I have a friend who has Turrets. Although not his tic, he will repeat what ever question I ask. It was so annoying until realizing that this is just him and he does it all the time to everyone. His brain is just hard wired to do this.
Baselines are essential.
It seems to apply to simple facts telling. How about something more intricate requiring actual introspection to express a new concept that you introducing to a person ? Questions are being asked as the thoughts are being put into words and constantly evolving responding to the audience. That creates uneven delivery , as well as looking for your words or imagining a way to express, the best way possible, a message.
How about insecurity and/or simply shyness creating some of those symptoms?
Hi Thianar,
Reading body language is not simple.
This post adds to the discussion: http://leadershipfreak.wordpress.com/2011/09/16/6316/
Best,
Dan
Suspicious Bully,
I work for a bully. Plain and simple. He makes me nervous and he makes me the butt of jokes and mean spirited put-downs. He accuses me of lying and spies on me (he has even driven to my house on a weekend to see what I was up to). If I had other job options I assure you I’d leap at them but, I don’t right now. He has damaged my self esteem and self confidence. I have gained 50 pounds since taking the job. I have trouble looking people in the eye. It’s bad. So, not everyone is a liar. We DO have a liar in the office and frankly, I’d love to expose her. Why? Because she lies to his face and then turns around and tells him things about me that are not true. She is the “favored one” and can do no wrong. I want people to see her for what she is. A liar. Other supervisors (who have the same job he has) have come to me and told me they know he is a bully and that I have friends. Thank God. He has been reported but they do nothing! So, if you see me in a church meeting….or in an office setting. I might not look you in the eye. I may seem nervous or less than honest but I assure you. I am 100% honest. Don’t judge. You don’t know what people have been though. I feel so beaten down by this man I don’t know how much longer I can take it. I don’t know if I’ll ever be the same. My life is miserable….but, I have bills and few options right now. Don’t judge. Trust but verify.
To little info
What is the motivation of Thomas Parmalee?
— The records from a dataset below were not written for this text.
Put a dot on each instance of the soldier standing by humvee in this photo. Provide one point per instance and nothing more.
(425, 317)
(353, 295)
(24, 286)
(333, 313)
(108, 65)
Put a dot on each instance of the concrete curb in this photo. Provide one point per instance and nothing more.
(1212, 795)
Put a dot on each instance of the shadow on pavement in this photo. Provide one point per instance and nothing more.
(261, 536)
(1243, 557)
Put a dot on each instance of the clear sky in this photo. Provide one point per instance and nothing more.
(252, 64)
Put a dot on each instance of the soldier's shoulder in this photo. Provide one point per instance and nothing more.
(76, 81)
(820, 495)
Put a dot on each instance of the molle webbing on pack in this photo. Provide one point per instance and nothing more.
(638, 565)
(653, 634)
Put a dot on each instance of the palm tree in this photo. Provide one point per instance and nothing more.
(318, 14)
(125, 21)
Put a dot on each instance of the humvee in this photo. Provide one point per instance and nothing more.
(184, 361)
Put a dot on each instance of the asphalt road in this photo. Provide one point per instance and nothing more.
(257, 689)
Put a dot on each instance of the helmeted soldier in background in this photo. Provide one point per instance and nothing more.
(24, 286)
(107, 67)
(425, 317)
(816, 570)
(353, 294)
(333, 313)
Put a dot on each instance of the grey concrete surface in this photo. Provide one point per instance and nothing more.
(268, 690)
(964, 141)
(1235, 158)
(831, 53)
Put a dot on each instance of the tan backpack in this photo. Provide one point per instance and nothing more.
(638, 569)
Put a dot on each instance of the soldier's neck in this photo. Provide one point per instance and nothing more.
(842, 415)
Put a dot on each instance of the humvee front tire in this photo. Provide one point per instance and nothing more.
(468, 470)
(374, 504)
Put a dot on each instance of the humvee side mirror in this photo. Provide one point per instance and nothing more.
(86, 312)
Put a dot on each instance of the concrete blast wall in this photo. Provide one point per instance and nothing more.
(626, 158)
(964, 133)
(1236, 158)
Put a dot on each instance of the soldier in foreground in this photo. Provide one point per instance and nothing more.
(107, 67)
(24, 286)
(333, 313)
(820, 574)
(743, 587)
lying becomes a habit when not addressed.
but is “sorry I missed your call, a polite-ism or a lie?”
brutally honest isn’t always the best way to go either.
People like to get rid of you or scapegoat you, when they lie,or get others to gang up on you. truth!!!
Dan, why are you so consistently good? I appreciate what you find for us and how you present it.
One thing I’ve learned is this: If YOU are always accusing others for lying or YOU have zero tolerance for a liar, that’s a crystal clear indication that YOU TOO are a liar. And until you fix YOU first, then YOU can judge anyone else about anything.